The world is filled with tension. That tension is skyrocketing anxiety levels: ISIS, racism, a volatile election season, the economy… I could go on and on. Some would describe the situation as hopeless. I would describe the situation as an opportunity, an opportunity for the church to do what we were created to do. As followers of Christ, we hold two things in tension, the reality of our world and the hope that we have in Christ.
Jesus said that we are “salt” and “light”. Bill Hybels, the Pastor of Willow Creek Church, once said, “The church is the hope of the world”. The church is the hope of a world that has lost its way, a world that lives in pain, fear and anxiety. 40 million Americans struggle with anxiety and the behaviors that result from it (www.adaa.org/about-adaa/press-room/facts-statistics). What is the response of the church to this? A revolution…

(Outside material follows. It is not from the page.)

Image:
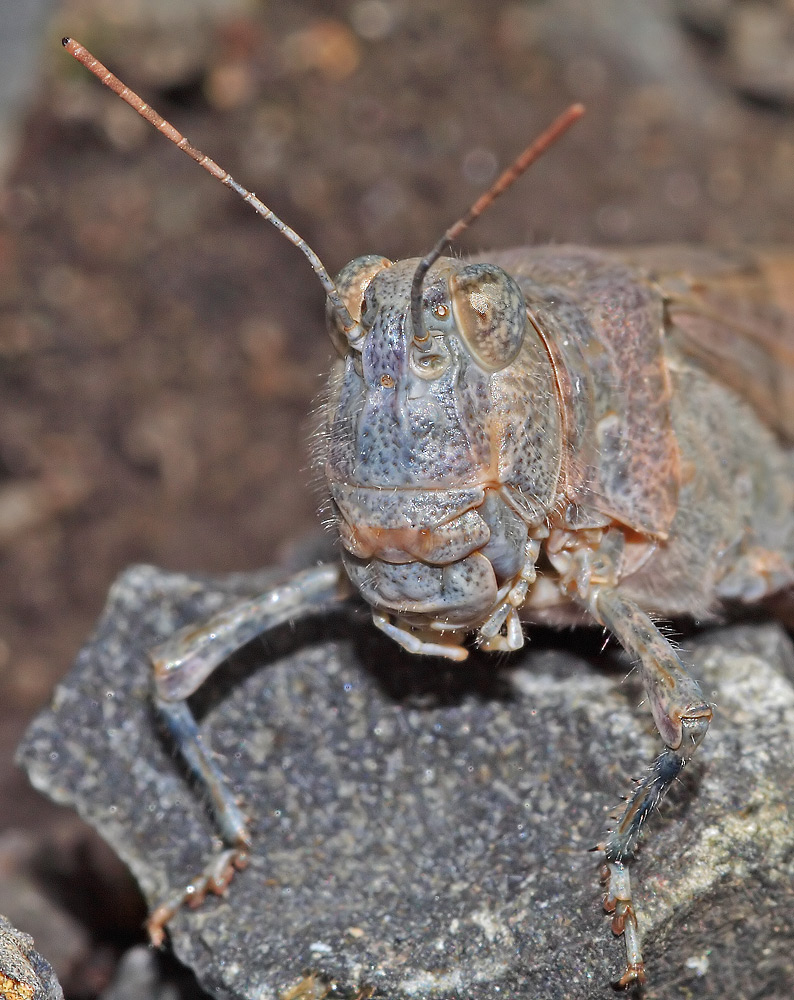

Just over a year ago I read a history book about the American Revolutionary war, titled 1776 by David McCullough. As I read it, there was a phrase in the book that griped me. The phrase was “the glorious cause”. The colonists referred to the American Revolutionary war as “the glorious cause”. I thought to myself, what is the glorious cause of the church? With bible in hand, I searched the scriptures and came upon Galatians 5:6, “For in Christ Jesus neither circumcision nor un-circumcision has any value. The only thing that counts is faith expressing itself through love.” That’s it! That is the glorious cause of the church: faith expressing itself through love! The hope for a hurting, anxious fear filled world is “faith, expressing itself in love!”
I love the local church. As a pastor, I am one of its biggest fans. I love what I do. However, I am also unsettled. I wonder if the church has morphed into something Jesus never intended it to be. Has “the glorious cause” been replaced with what I want? With what I prefer? With my “rightness”? I hear much debate about who is right and who is wrong. When did our faith move from relating to God, to being right about God?
It seems that “religion” is really good at helping us live within the “toxic environment”of the world. In some ways, religion has simply become a coping mechanism. Shouldn’t faith consist of much more than that? Pope Paul VI said, “There can never be a personal conviction without also working for social transformation”. Faith and religion lead to transformation, not mere coping techniques. Transformation of self and transformation of the world around me. The convictions that we hold naturally lead us to good work, the good work of sharing the message of Jesus and transforming society. James the brother of Jesus said, “Faith without good deeds is dead”. In the coming post’s I will continue to explore the Love Revolution and the dramatic impact it can have on our world.